Nicht nur zu den Feministinnen! Als ich ging, sagte ich mir, wenn ich nicht mit meinen Leuten zusammen sein kann, möchte ich die Verbindung zu feministischen Bewegungen, zu Geflüchteten, Migrant*innen und Angehörigen von Gefangenen und politischen Gefangenen aufnehmen. Ich möchte verstehen, wie so eine Situation, kriminalisiert zu werden, erlebt wird, auch in anderen Ländern. Denn mir fällt es sehr schwer, diese Situation zu ertragen, dass ich von der Lehrerin zur Kriminellen werde. Ich bin nicht kriminell, meine Familie weiß es, der Rat weiß es. Aber da es Massenmedien sind, die Kampagnen gegen mich in sozialen Netzwerken oder in Zeitungen mit grossen Auflagen starten, wird das in Guatemala stark verbreitet. Ich wurde sehr stark in den Medien angegriffen. Zum Glück gibt es die Austauschprogramme mit anderen Ländern! Zum Beispiel gibt es im Baskenland eine Bewegung, die sagt: „Willkommen Geflüchtete!“ Sie machen sehr gute Arbeit mit Geflüchteten, mit Leuten, die nicht aus Euskadi stammen, sehr nett. Und dann auch die feministische Bewegung, der Weltmarsch der Frauen und auch die Feministinnen des spanischen Staates. Ich war beeindruckt, wie viele Frauen am 8. März auf die Straße gehen! Und auch wie sie sich je nach Region organisieren, zum Beispiel Madrid, Barcelona, Bilbao… damit sie am 8. März mit starken Positionen überzeugen können.
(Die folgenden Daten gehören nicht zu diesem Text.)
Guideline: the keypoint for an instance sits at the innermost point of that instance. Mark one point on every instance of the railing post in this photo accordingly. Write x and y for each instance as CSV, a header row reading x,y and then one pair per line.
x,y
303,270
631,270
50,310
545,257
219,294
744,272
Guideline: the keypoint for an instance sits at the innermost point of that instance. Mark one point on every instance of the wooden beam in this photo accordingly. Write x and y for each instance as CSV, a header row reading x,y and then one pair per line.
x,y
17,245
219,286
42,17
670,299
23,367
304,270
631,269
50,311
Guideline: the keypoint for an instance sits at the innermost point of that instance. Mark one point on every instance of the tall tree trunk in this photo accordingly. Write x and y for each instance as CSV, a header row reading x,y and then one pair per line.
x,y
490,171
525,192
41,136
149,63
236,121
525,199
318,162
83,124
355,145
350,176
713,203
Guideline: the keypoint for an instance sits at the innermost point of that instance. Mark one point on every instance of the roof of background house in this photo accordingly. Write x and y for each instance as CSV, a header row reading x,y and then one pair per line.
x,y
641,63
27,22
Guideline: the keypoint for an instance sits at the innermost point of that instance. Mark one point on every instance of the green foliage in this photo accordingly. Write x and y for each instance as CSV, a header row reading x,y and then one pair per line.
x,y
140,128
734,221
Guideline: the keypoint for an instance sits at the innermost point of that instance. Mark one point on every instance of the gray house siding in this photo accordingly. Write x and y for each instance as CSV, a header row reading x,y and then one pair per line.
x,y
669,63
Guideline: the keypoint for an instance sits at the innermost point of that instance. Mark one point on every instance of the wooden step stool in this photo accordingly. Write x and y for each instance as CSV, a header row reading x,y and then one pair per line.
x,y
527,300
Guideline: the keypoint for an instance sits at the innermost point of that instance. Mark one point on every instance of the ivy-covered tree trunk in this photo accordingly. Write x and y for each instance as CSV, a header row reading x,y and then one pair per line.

Dann habe ich auch Kontakt zu Angehörigen von politischen Gefangenen des spanischen Staates aufgenommen. Ich wusste nicht, wie das läuft, wo die Gefangenen sind, dass sie in die Schweiz gebracht werden. Ich habe einen Genossen in der Schweiz besucht, und ich verstand das alles nicht, wie sie die politischen Gefangenen von ihren Familien fernhalten, die dadurch ja auch eine Art Folter erleben. Sehr nette Familien! Sie organisieren sich, um ihre Angehörigen regelmäßig zu sehen. Und die Dörfer veranstalten Feste, wenn sie wiederkommen, selbst wenn sie zehn oder 15 Jahre weg waren, es gibt Aktivitäten, sie werden nie vergessen!

Die Feministinnen machen auch hervorragende Arbeit: Fortbildungen, der Kampf um Gerechtigkeit, gegen das Patriarchat. Aber auch die feministischen Migrant*innen, die feministischen Roma. Und hier in Abya Yala, in Lateinamerika, habe ich auch andere inspirierende Bewegungen getroffen, zum Beispiel Menschenrechtsverteidigerinnen, den Zusammenschluss IM Defensoras.

Was hast du aus dem Garifuna-Gebiet von Honduras mitgenommen?

Ich nehme die Stärke der Menschenrechtsverteidigerinnen mit, ihren Kampf gegen das Patriarchat und ihre Spiritualität. Die Spiritualität ist tiefgreifend, aber auch die Kunst, ihr Tanz, ihre Organisationsformen so klar, so entschlossen und wie sie gegen die Angst arbeiten. Es ist eine sehr starke Kraft, die uns viel Energie und Lebenskraft gibt. Und ich weiß, dass uns auch ihre Vorfahr*innen begleiten.

  • 1. Antikolonialistischer Begriff für Lateinamerika

Das Interview führte Sonja Gerth im Januar 2019 in Honduras.